Telatin e l'equitazione consapevole a Bollate
Si è svolto presso l’Associazione Salto Oltre il Muro – affiliata UISP - nella scuderia all’interno del carcere di Bollate lo stage di Angelo Telatin sull’equitazione consapevole. E’ stato uno stage molto interessante dove i partecipanti, dopo una breve prefazione teorica sulle qualità di apprendimento del cavallo, le hanno potuto sperimentare a lungo sul campo. Quello che colpisce è la velocità di apprendimento da parte del cavallo dei segnali da noi codificati per ottenere una certa azione e la semplicità con cui il cavallo esegue l’azione nel momento in cui il segnale arriva in modo chiaro. Molto spesso diamo la responsabilità al cavallo per la mancata esecuzione di una nostra richiesta o per un’esecuzione, a nostro giudizio, eseguita in modo non corretto.
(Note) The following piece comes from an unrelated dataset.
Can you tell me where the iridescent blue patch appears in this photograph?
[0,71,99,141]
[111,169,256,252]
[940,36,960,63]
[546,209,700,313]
Quello che è emerso durante lo stage è stata invece la confusione che noi creiamo con i nostri movimenti quando siamo in sella e la poca chiarezza nel trasmettere i segnali al cavallo. Il lavoro di Telatin cerca di portare chiarezza nella comunicazione tra cavallo e cavaliere lavorando soprattutto sugli schemi corporei errati del cavaliere. L’aspetto affascinante di una comunicazione chiara e di un rapporto empatico tra cavallo e cavaliere emerge soprattutto in presenza di cavalli con disabilità come la cecità.
Nina, la cavalla trottatrice cieca recuperata al macello dalla Scuderia Bollate e curata da Paolo, un detenuto del carcere, lunedì ha dato il meglio di sé sotto gli occhi increduli di Angelo Telatin e del pubblico. Paolo, che non è un cavaliere, l’ha montata e condotta con fluidità al passo e al trotto all’interno dell’arena. Gli occhi di Nina erano quelli di Paolo, che con grazia e con segnali semplici ma efficaci ne rischiarava il buio. Risultato di una comunicazione empatica che dal lavoro a terra si è trasferita al lavoro in sella.
Questa esperienza, unitamemte ad altre simili condotte insieme ai cavalli della scuderia Bollate - con i detenuti, con manager di grandi aziende, con ragazzi, con persone comuni - fa capire come la relazione uomo-cavallo aiuti a comprendere, a migliorare e a rendere più efficace ed empatica la relazione uomo-uomo.